Rationale for Patent Term Extensions

October 1, 2008

3 Min Read
Rationale for Patent Term Extensions

Under United States law, patent protection allows a patent holder the right to exclude others from making, using, offering for sale, or selling the invention throughout the United States or importing the invention into the United States. Protection typically lasts 20 years, beginning on the date the patent issues and ending twenty years from the filing date of the application.

In certain situations, a patent term may be reduced to be coterminal with a related patent (as in the case of the ‘233 patent), while in other cases the term may be extended to account for delays caused by the PTO during the patent prosecution process.1 This type of patent extension is often referred to as a patent term adjustment. Patent term may also be extended under the Drug Price Competition and Patent Term Restoration Act (commonly known as the Hatch-Waxman Act), because of the time it takes to obtain government premarket approval—such as during FDA review of a new drug or medical device.2

Congress passed the Hatch-Waxman Act in 1984. The patent term restoration portion of this act was designed to compensate patent holders for regulatory delays by creating new incentives for research and development of products subject to government approval. In particular, owners of patents covering certain drugs, medical devices, and food additives may restore to the terms of those patents time lost while awaiting premarket government regulatory approval.

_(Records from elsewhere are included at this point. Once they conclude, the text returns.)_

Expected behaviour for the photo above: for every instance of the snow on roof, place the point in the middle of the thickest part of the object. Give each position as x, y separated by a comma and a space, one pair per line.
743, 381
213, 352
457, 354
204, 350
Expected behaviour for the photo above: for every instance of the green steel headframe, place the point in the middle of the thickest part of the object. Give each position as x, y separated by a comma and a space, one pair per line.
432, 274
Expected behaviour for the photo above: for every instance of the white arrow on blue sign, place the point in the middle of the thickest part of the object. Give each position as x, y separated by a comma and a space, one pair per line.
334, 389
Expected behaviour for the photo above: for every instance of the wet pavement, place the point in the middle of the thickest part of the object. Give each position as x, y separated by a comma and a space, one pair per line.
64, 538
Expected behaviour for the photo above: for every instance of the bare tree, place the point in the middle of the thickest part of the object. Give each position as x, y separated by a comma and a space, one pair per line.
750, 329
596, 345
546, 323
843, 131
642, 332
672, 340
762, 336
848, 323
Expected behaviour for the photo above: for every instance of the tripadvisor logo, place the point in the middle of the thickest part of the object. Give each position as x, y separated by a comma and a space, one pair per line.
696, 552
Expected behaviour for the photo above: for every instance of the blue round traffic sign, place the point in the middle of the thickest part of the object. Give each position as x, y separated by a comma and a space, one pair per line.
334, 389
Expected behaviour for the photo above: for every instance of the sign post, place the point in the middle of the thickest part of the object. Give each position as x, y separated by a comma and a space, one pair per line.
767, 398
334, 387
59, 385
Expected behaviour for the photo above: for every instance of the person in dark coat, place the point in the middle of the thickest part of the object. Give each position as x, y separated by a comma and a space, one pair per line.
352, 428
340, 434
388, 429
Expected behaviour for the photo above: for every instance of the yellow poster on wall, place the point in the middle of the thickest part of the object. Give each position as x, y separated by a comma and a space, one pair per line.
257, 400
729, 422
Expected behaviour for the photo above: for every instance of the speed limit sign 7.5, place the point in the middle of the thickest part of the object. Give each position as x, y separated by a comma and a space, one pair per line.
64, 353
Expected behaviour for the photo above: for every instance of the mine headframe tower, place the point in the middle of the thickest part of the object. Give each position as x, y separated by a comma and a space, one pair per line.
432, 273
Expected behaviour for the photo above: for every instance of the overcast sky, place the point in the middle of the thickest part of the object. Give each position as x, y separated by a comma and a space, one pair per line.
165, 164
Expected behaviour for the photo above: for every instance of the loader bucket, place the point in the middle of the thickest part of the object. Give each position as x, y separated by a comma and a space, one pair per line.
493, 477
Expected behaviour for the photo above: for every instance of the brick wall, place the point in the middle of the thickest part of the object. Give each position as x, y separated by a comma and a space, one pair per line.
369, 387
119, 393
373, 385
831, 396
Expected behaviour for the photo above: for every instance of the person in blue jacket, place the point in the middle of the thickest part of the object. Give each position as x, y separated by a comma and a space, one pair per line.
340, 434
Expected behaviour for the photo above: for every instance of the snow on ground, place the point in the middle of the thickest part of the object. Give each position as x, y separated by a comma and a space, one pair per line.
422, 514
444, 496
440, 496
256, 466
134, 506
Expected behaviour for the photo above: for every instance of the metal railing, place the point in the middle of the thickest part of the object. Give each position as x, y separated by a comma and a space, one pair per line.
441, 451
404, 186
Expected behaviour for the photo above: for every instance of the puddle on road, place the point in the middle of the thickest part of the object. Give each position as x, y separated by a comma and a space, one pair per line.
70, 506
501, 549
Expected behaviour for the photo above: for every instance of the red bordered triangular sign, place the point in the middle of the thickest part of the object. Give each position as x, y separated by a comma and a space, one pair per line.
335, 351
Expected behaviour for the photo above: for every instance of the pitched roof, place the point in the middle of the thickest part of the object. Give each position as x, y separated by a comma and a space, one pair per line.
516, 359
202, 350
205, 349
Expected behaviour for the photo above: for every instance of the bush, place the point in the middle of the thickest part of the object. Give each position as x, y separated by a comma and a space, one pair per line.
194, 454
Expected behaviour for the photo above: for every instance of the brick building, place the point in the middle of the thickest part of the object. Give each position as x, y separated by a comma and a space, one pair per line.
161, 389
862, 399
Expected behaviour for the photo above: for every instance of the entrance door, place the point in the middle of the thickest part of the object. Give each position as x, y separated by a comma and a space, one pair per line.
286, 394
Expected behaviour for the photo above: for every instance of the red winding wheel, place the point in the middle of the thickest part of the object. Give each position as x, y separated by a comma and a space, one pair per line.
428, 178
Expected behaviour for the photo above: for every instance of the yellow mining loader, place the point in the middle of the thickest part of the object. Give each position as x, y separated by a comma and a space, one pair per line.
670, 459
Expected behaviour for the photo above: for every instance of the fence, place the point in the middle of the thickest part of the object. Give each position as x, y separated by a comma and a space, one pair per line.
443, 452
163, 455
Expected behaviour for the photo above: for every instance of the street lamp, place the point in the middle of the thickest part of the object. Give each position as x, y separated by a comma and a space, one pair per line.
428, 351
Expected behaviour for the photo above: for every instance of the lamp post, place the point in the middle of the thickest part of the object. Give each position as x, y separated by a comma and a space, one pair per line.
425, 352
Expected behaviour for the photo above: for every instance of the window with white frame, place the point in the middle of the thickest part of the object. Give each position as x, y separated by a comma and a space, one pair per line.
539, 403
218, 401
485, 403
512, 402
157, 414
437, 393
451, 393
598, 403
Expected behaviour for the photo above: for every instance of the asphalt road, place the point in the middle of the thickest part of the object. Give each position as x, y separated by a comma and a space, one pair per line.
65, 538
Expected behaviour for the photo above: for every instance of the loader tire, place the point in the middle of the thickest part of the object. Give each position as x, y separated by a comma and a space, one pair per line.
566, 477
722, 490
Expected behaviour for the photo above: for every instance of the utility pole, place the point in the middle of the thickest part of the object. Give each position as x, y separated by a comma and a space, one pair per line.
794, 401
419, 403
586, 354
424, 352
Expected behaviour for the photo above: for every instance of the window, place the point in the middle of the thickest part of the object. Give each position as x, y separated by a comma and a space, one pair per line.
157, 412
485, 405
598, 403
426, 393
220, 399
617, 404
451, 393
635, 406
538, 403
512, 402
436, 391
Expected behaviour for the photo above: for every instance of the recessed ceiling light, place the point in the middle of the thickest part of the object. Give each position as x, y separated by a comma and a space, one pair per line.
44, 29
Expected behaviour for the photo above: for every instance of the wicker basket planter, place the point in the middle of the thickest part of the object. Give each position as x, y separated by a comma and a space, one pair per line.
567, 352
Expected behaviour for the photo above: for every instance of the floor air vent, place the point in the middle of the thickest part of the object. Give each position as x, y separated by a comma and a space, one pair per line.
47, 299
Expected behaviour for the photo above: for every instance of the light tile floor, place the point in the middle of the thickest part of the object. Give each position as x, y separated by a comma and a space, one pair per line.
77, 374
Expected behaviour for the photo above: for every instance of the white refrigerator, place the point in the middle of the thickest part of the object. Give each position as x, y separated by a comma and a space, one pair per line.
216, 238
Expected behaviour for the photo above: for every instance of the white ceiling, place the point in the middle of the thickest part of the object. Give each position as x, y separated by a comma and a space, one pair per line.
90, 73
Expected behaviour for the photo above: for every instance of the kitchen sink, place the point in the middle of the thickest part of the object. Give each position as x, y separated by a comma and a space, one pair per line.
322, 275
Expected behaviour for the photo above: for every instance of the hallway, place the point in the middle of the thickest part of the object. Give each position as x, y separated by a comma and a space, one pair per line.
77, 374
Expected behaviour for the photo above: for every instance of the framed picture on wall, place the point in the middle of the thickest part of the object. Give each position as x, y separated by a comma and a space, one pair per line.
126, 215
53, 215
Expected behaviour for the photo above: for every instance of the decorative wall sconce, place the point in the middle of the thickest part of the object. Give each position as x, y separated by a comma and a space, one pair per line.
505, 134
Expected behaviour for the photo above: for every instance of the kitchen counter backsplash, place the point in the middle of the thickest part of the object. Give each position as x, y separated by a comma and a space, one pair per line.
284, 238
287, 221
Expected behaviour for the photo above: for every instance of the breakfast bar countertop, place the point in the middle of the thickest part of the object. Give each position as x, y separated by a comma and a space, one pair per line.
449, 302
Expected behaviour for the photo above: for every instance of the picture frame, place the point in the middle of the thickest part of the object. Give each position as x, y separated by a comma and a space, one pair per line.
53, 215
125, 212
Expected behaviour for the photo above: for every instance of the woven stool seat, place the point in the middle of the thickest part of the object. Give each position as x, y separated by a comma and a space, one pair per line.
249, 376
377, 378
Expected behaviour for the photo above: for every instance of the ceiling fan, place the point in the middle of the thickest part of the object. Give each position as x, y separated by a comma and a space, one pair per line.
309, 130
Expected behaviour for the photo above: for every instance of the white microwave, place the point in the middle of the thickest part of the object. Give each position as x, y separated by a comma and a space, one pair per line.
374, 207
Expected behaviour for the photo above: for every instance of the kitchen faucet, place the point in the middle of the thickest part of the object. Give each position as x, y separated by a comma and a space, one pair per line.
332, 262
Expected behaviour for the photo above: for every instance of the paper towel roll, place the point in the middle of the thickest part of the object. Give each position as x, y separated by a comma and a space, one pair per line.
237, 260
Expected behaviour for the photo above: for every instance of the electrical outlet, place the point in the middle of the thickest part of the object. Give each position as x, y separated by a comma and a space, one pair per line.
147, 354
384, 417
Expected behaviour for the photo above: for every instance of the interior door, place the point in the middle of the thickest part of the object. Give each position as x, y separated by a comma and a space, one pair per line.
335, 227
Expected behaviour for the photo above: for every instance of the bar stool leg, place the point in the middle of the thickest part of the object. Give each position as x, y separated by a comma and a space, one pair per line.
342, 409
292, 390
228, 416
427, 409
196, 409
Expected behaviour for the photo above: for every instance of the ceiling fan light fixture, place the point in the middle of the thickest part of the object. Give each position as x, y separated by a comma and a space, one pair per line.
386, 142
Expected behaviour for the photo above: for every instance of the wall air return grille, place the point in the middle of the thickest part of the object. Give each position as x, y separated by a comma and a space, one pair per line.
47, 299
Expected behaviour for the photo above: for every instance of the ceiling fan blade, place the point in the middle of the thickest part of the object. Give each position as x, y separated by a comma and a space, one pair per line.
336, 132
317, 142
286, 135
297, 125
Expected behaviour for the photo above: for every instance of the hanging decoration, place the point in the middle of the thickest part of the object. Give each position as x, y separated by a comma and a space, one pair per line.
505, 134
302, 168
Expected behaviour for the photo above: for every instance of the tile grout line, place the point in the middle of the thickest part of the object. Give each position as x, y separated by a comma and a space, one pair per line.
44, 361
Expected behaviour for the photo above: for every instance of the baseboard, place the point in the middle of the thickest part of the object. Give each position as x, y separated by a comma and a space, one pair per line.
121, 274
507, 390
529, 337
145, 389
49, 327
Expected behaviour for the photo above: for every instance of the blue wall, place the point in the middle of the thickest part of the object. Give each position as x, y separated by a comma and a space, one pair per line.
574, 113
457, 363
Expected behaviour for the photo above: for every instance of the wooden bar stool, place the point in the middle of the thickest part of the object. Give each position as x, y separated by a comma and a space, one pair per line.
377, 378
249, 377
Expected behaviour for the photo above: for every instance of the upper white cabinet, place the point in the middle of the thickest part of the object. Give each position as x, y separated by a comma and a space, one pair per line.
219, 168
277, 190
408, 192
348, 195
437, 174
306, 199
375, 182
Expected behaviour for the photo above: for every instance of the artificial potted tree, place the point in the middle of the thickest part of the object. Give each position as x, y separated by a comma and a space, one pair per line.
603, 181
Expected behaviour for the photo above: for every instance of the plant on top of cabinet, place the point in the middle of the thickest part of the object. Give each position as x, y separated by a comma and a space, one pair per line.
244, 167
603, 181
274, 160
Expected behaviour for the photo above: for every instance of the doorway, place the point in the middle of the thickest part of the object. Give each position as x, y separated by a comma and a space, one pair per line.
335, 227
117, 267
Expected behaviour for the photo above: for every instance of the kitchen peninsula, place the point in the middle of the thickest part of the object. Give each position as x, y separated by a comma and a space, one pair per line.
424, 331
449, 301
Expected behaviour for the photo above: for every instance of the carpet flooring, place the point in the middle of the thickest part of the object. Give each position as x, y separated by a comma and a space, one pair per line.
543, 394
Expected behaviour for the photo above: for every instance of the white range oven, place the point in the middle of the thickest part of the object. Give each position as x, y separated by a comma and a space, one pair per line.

Since inception of the Hatch-Waxman Act, approximately 500 patents have been granted a patent term extension.3 Extensions can range from a few months up to five years, the maximum extension permitted under the law. Thus, for a market dominant product, a patent term extension, even of short duration, can be extremely valuable. The extension allows a patent holder to continue to block competition beyond the normal 20 year monopoly of the patent, thereby potentially gaining millions of dollars in sales revenue for the patent holder.

The majority of patent term extensions are granted for patents covering drugs, including blockbusters such as Viagra, Lipitor, Prozac, and Claritin. Very few have been granted for patents covering medical devices (i.e., less than about 10%).3 Some of these extensions were for devices such as intraocular lenses, orthopedic devices, and cardiac devices—including defibrillators, heart valves, filters, and stents. As medical devices and drugs merge together in combination products, the line between pure drug and pure device blurs, and it is this gray area in which the request of Abbott Cardiovascular Systems for patent term extension falls.


1. 35 USC sect. 154 (2006).

2. Pub. L. No. 98-417 codified at 35 USC sect. 156.

3. “Patent Terms Extended under 35 USC sect. 156” [online] (Washington, DC: U.S. Patent and Trademark Office, 2008 [cited 21 October 2008]); available from Internet: www.uspto.gov/web/offices/pac/dapp/opla/term/156.html.